Une vive polémique a éclaté entre le président salvadorien Nayib Bukele et l’ancienne secrétaire d’État américaine Hillary Clinton, au sujet des conditions de détention au sein du Centre de Confinement du Terrorisme (CECOT), une prison de haute sécurité au Salvador. Les accusations de Mme Clinton, relayées sur les réseaux sociaux, mettent en lumière le sort de migrants expulsés des États-Unis et qualifiés de membres de gangs.
Tout a commencé lorsque Hillary Clinton a partagé sur la plateforme X un documentaire de 11 minutes produit par PBS Frontline, intitulé « Surviving CECOT ». Ce film retrace le témoignage de trois Vénézuéliens – Juan José Ramos Ramos, Andry Blanco Bonilla et Wilmer Vega Sandia – expulsés vers le Salvador sous l’administration Trump. Selon le documentaire, ces hommes ont été identifiés par les autorités américaines comme appartenant au gang Tren de Aragua, une allégation qu’ils réfutent catégoriquement.
« Curieux d’en savoir plus sur le CECOT ? » a écrit Mme Clinton sur X. « Écoutez Juan, Andry et Wilmer raconter comment l’administration Trump les a qualifiés de membres de gangs sans preuve et les a expulsés vers la brutale prison du Salvador. »
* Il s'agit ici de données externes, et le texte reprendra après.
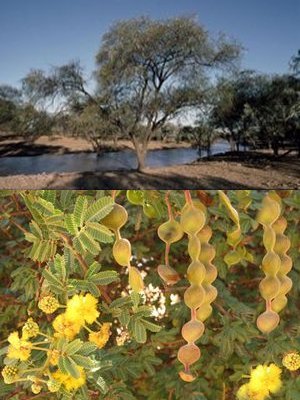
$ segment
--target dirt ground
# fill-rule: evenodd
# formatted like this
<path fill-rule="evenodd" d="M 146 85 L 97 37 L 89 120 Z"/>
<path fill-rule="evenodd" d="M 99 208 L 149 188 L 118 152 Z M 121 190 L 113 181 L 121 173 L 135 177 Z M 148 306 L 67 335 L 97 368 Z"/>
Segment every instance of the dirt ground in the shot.
<path fill-rule="evenodd" d="M 112 143 L 107 143 L 109 148 Z M 119 141 L 119 149 L 132 148 Z M 150 149 L 189 147 L 187 143 L 151 142 Z M 84 139 L 42 136 L 34 145 L 8 138 L 0 143 L 1 156 L 64 154 L 91 151 Z M 0 158 L 1 162 L 1 158 Z M 269 152 L 227 153 L 191 165 L 136 171 L 50 173 L 0 177 L 0 189 L 300 189 L 300 158 L 274 158 Z"/>
<path fill-rule="evenodd" d="M 276 163 L 201 161 L 193 165 L 98 173 L 0 177 L 1 189 L 300 189 L 300 160 Z"/>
La situation soulève des questions sur la politique d’expulsion menée par l’ancien président Donald Trump et sur la manière dont le Salvador traite les personnes renvoyées. Elle alimente également le débat sur l’immigration et l’étiquetage de migrants comme membres de gangs sans preuves solides.
En réponse aux critiques, Nayib Bukele a déclaré que son pays était prêt à coopérer si des cas de torture étaient avérés au sein du CECOT, qui abrite un grand nombre de membres de gangs et de migrants expulsés des États-Unis. Il a même proposé une mesure radicale :
« Nous sommes prêts à libérer l’ensemble de notre population carcérale (y compris tous les chefs de gangs et tous ceux décrits comme des « prisonniers politiques ») vers n’importe quel pays disposé à les accueillir », a-t-il écrit. « La seule condition est simple : cela doit être le cas de tout le monde. »
Bukele a également ironisé sur l’intérêt que pourraient porter les journalistes et les organisations non gouvernementales à cette situation : « Cela aiderait également grandement les journalistes et vos ONG préférées, qui disposeraient alors de milliers d’anciens détenus pour des interviews, ce qui rendrait beaucoup plus facile la recherche de voix supplémentaires critiques à l’égard du gouvernement salvadorien (ou disposées à confirmer les conclusions déjà attendues). » Il a ajouté que si des abus systémiques étaient avérés, un plus grand nombre de témoignages ne ferait que renforcer ces allégations.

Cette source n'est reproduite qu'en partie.